Once I start thinking about how I'm going to use the note, I go down a rabbit hole of style / format considerations and it gets in the way of the idea I was trying to capture. So now I give myself permission to just write a note and if it does need to morph into something more structured, it's only a copy-paste away to a fancier tool.
This way of notetaking is the first time I feel the "actions that feel like work but isn't" overhead is below a critical threshold. I don't plan anything, I don't do reviews, I spend no time working with or around the tool, I just stick to a couple simple principles and jot things down, curating connections as they arise.
that is not an unreasonable fear. I'm reminded of something I read once.
there are two kinds of people:
- those who make lists and use them.
- and those who make lists and lose them.
I would say 90% of the todos and ideas I jot down and overorganize don't lead to anything. But the 10% I do - they keep the wheels from coming off my life. (to be fair, there is a very low cost of capture, and I do it all electronically)
I agree with this ratio. I generate a ton of ideas for projects or hobbies, but writing each one down and putting it away (in Trello, Joplin, GitLab issues, etc.) lets me move on with priorities rather than getting pulled into new things all the time.
Do you know Vannevar Bush? Most note taking tools/systems are an approximation of a memex. I think it's worthwhile to develop a system along the lines of a memex because sharing knowledge effectively is how we all become more effective.
I recently stumbled upon [0] this quote from Walter Benjamin:
> Und heute schon ist das Buch, wie die aktuelle wissenschaftliche Produktionsweise lehrt, eine veraltete Vermittlung zwischen zwei verschiedenen Kartotheksystemen. Denn alles Wesentliche findet sich im Zettelkasten des Forschers, der's verfaßte, und der Gelehrte, der darin studiert, assimiliert es seiner eigenen Kartothek.
My translation:
> Already today the book, as tought by academia, is obsolete as transmitting information between two card file systems. Anything of substance is in the Zettelkasten of the researcher, who wrote it, and the scholar, who studies it, assimilates it in his own card file.
That's a good quote. I've been trying to figure out what a programmable wiki would look like and I always end up with something that looks like a smalltalk VM.
I think it's possible to build a personal memex now. I'm looking at couchdb, lucene, apache tika, deno, and node.js as the initial set of tools to mash together and expose through the browser. CouchDB and Lucene will be used for persisence and searching along with Apache Tika for extracting metadata and doing OCR on images and PDFs. Deno and Node.js will be used for executing code on the server and the client.

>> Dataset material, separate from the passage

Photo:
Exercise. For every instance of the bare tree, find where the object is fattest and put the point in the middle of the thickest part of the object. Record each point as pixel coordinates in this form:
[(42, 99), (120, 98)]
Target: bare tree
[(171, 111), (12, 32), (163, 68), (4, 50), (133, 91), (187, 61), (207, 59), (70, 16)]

Deno can be used for sandboxing and exposing each person's knowledge base to programmatic control by other people like a federated search engine where people can share interesting code patterns for acting on knowledge bases and exposing hidden patterns.
Combine with some basic machine learning models and you get a pretty useful personal toolkit for knowledge enhancement.
Also, a quote by another good thinker
> Civilization advances by extending the number of important operations which we can perform without thinking of them. - Alfred North Whitehead
I’m terrified of picking up new systems like this without having a purpose. I could spend hours building out a graph, admiring all of MY knowledge, but not really have any intended use for it other than telling others about it and how I’m going to use it someday.